An Intern Army of One

The best gift is often the one you give yourself. And when you can get some other dude to foot the bill, it’s that much sweeter. We’ve gone through our fair share of paid go-fers, grunts and go-fetchers here at the site, and they’ve all proven to be weak-willed and incapable of purchasing drugs for us. Back to the welfare line with ye!

That’s when we had an epiphany: why pay when you don’t have to? We were ignoring the biggest employee resource of all: those bound to serve you by the terms of their education. Interns! Colleges and universities are always pimping their students out to willing John companies, and like the best kind of pimp, they don’t care if you rough ‘em up a little. So we went for it. That’s right, Fun Time Internet now has a Fun Time Intern.

Of course we had to fudge the application a little. So if anyone asks, we also run a jazz fusion radio station. Three weeks ago, our intern arrived. He’s Scott Dolgen, from the University of Dubuque in Iowa, where he’s in his third year of Jazz Studies. Adorable, no? Unfortunately the only jazz he’ll be studying here is the Kenny G crap they pump in the foyer.

The ride hasn’t been without its speed bumps. Just the other day, he asked one of the mailroom workers what he thought of P-Funk, prompting “Vinny” to pull out his testicles and ask what Scott thought of his B-funk. Scott, overcome by nausea, failed to respond, but I can fill in the blank – the funk was peppery.

But on the whole, it’s been a great experience. We finally have that special someone to make our coffee runs, not to mention the all-important mid-day pâté runs, and provide other essential services, like refereeing the office Sack War League (currently in its pre-season exhibition schedule) and being ritualistically humiliated in daily Fight Club-style reprogramming beatdowns. The latter is not something I enjoy as much as the rest of the gang, but we need to make sure Scott’s loyal to us until the end. HIS NAME – IS PUPUTER. HIS NAME – IS PUPUTER.

It’s been a lesson in the law too. Did you know that, by law, interns can not testify against their place of business in a court of law? (This is just something we told him, but it turned out to be true!) Next time we have to dump a body, we’ve got a wheelman.

Overall, what a success! Scott doesn’t cry as much as he did at the start, but he keeps asking where the radio station’s control room is, and we keep directing him to the boiler room in the basement. I don’t know how long that’s going to work for.

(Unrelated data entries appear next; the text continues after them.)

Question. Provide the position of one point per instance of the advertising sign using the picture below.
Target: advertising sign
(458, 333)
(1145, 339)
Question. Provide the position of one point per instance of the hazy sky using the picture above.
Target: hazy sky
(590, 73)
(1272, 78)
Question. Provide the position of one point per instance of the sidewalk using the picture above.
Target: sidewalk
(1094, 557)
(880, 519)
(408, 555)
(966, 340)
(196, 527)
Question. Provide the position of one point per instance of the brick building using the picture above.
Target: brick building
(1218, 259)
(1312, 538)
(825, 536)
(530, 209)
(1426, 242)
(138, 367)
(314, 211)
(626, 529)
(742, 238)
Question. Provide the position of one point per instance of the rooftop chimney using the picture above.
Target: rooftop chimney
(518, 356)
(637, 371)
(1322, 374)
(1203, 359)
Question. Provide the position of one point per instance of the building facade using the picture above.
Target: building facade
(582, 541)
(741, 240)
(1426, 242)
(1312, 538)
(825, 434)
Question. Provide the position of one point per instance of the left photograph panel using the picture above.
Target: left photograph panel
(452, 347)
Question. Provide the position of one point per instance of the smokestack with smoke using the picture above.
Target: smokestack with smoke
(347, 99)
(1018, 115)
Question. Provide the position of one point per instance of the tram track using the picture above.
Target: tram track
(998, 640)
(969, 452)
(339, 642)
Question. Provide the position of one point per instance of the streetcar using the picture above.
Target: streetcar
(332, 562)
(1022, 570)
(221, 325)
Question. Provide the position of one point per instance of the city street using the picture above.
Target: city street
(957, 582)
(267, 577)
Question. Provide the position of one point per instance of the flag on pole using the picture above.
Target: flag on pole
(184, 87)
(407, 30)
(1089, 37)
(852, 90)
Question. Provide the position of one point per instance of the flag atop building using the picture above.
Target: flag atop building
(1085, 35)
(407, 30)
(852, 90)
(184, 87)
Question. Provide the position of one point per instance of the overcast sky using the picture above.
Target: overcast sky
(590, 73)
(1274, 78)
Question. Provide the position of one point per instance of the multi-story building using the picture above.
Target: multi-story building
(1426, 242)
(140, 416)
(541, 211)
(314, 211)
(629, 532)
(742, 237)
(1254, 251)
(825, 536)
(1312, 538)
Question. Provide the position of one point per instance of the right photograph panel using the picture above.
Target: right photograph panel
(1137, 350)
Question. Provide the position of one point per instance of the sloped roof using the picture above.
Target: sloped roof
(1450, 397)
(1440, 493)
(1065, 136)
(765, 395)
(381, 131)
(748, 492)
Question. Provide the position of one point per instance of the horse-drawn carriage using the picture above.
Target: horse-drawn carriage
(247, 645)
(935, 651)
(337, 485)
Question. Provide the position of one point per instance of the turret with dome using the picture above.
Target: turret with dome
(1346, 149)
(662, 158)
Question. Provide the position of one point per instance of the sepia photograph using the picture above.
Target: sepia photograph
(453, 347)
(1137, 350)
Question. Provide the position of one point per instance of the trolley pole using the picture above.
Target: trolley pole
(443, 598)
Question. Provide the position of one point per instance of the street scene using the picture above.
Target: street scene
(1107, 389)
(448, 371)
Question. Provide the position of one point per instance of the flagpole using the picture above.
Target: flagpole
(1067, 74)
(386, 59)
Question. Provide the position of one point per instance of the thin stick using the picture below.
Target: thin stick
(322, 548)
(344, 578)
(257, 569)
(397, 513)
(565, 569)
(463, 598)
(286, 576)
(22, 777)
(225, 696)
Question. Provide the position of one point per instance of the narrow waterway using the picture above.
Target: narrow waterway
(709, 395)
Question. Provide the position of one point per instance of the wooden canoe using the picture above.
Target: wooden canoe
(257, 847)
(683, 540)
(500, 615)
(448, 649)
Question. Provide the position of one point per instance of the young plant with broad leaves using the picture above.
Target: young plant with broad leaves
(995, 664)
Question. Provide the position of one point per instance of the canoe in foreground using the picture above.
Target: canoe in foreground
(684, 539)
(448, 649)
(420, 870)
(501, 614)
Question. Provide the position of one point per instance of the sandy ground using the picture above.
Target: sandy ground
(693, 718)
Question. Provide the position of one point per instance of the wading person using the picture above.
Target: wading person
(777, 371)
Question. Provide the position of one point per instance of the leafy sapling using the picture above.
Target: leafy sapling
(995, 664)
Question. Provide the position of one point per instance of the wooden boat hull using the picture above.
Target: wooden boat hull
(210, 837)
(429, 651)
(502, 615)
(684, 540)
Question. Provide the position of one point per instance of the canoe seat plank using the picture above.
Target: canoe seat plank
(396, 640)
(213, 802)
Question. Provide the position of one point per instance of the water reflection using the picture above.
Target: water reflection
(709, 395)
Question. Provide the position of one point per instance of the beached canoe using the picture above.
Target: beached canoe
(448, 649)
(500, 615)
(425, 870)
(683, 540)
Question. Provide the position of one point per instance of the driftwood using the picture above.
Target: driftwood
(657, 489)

So welcome Scott, the Fun Time Intern! Remember, he’s your intern too, so if you need someone done around the site, email scott@funtimeinternet.com. And the next time your place of business is in a pinch, why not just get an intern? What a wonderful future we live in. Think of how our plantation-owning forefathers in the South would have thrived if they’d just called their workers interns.